To protect his only child from the curse, King Stefan ordered all spinning wheels in the kingdom confiscated and burned, thus setting in motion a calamity that a thief who conned his way onto the throne, and as such had no functional knowledge of economics, could ever anticipate. For the humble spinning wheel was far more important to the economy of a medieval society than Stefan realized.

For starters, spinning thread was primary source of income for most unmarried women (This is why women who never marry are sometimes referred to as spinsters). All of these women one day find soldiers seizing and destroying the tools of their trade, stripping them of their livelihoods. Then there were the farmers and shepherds. With nobody spinning thread, the bottom abruptly dropped out of the wool and flax markets for anyone who didn't live close enough to the border to make it possible to affordably sell it in another country, bankrupting those whose incomes depended on those goods. Then the skilled craftsmen started to feel the consequences.
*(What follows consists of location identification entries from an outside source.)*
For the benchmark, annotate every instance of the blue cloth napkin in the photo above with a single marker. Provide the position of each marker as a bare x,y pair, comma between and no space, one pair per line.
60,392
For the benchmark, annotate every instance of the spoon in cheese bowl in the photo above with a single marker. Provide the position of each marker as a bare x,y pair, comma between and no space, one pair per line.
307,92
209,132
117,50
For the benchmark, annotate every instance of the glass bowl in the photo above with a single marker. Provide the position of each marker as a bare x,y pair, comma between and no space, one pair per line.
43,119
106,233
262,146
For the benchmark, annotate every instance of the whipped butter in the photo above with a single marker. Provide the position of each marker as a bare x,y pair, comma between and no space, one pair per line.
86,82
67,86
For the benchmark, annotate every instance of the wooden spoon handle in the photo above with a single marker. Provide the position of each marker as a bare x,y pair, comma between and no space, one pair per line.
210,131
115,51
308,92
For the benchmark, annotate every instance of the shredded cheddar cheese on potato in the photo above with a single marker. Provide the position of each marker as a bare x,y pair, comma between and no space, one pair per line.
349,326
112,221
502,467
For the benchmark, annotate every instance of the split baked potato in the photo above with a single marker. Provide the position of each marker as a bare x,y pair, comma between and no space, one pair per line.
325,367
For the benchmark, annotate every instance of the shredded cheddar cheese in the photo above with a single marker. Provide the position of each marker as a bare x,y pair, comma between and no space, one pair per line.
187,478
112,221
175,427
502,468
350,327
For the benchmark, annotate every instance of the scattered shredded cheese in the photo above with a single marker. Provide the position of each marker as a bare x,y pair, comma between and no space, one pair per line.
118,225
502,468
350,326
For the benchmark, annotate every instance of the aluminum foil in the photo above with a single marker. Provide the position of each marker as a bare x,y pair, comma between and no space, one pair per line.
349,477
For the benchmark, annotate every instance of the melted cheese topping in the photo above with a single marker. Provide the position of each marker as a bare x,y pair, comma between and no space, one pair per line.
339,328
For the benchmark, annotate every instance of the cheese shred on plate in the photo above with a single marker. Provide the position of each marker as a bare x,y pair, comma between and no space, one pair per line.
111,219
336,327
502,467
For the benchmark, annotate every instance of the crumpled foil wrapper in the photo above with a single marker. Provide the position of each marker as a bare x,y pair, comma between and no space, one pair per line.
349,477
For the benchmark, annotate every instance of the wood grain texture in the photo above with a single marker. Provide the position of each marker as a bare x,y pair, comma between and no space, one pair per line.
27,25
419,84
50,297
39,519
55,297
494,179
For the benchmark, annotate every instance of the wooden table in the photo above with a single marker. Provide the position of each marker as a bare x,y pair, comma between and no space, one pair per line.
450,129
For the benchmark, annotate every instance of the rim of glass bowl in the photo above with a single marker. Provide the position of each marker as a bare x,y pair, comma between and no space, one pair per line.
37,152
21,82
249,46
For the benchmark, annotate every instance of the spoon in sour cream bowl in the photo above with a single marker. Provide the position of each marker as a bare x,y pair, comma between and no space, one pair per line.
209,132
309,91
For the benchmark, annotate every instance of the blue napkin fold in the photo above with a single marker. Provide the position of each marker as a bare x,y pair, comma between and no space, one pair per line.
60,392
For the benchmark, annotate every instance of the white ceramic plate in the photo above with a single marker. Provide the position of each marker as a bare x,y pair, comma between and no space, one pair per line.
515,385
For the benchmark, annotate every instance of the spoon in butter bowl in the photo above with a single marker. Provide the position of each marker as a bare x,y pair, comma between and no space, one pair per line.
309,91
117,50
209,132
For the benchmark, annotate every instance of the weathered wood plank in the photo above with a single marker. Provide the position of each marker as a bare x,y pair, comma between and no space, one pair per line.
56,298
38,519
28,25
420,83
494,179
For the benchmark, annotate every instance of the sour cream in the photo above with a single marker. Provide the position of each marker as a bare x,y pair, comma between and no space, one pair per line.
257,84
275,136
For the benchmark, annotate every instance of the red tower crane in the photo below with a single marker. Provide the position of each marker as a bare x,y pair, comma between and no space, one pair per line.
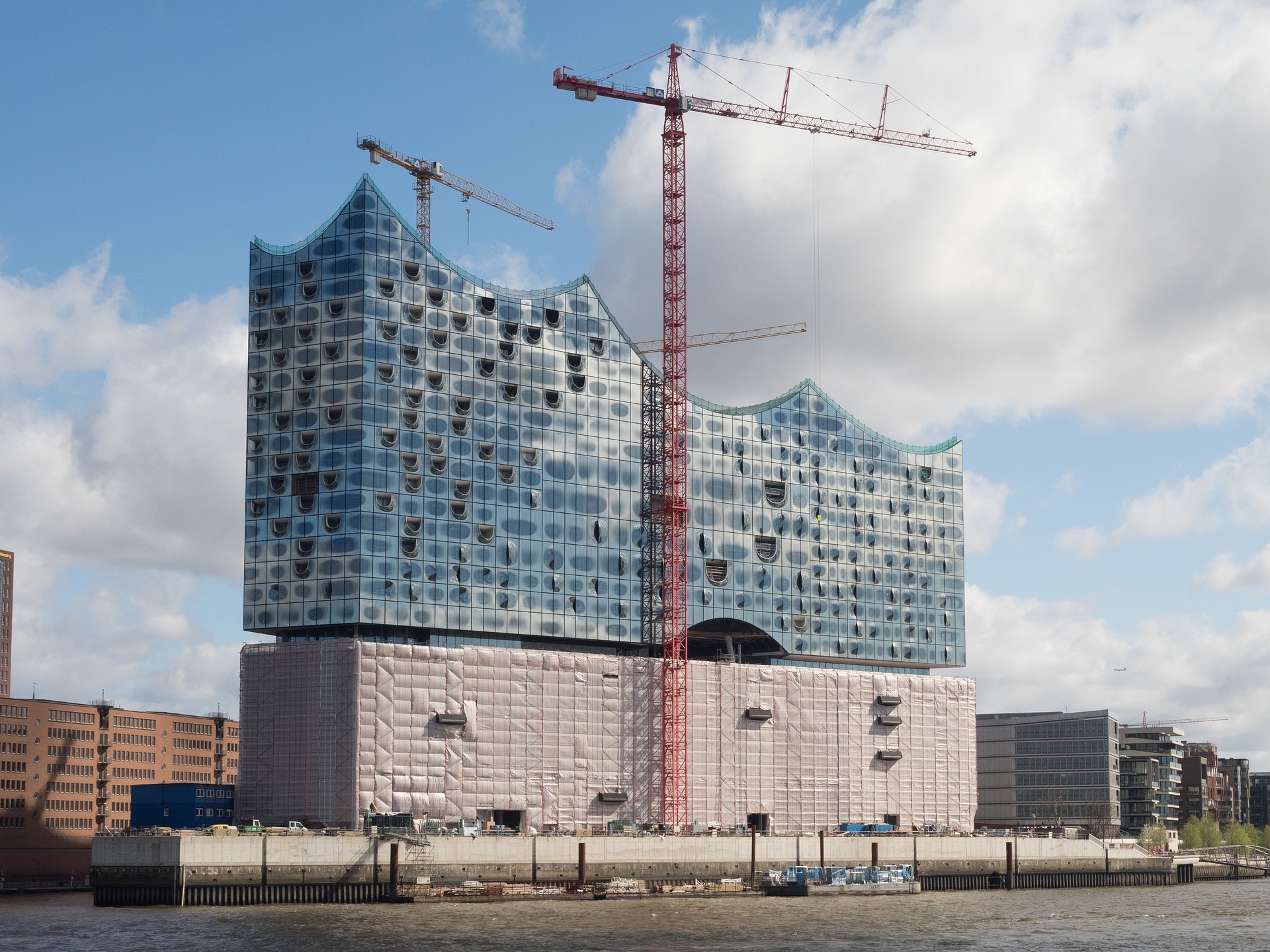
673,504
Without spinning wheels, there is no thread. Without thread, the weavers cannot make cloth, the tailors cannot make clothing, and the cobblers cannot make shoes and boots. With the domestic production of thread cut to zero, those craftsmen who cannot afford to import thread from neighboring countries go out of business, and those that can must increase their prices to cover the added expense, making clothing more expensive than many people can afford, especially since many farmers, shepherds and spinsters just got forced out of business themselves. Within a year or two, the kingdom's textile industry has completely collapsed.

And the effective ban on producing thread goes on for years. The average citizen becomes less and less able to mend, patch or replace damaged or worn out clothing. Stefan's kingdom becomes known as the 'Threadbare Moors', a nation that cannot afford to clothe itself.

Eventually, the people decide they've had enough. They're tired of wearing outgrown, worn out clothing for the sake of a princess that nobody has seen since shortly before her birth. Far too many of their own children have frozen to death because they couldn't afford new blankets because of the King's idiotic decree.

By the time Aurora reaches her sixteenth birthday, she might not be a princess anymore.
 

Prince Charon

Well-Known Member
#2
The spinning wheel is not the only means of spinning thread, though. Long before there were spinning-wheels, there were distaffs, from which the term 'the distaff sex' comes. Before there were distaffs, there was hand spinning.

Of course, distaffs and hand spinning are less efficient, but not so much less as to create the disaster you depict - though a rebellion is still plausible.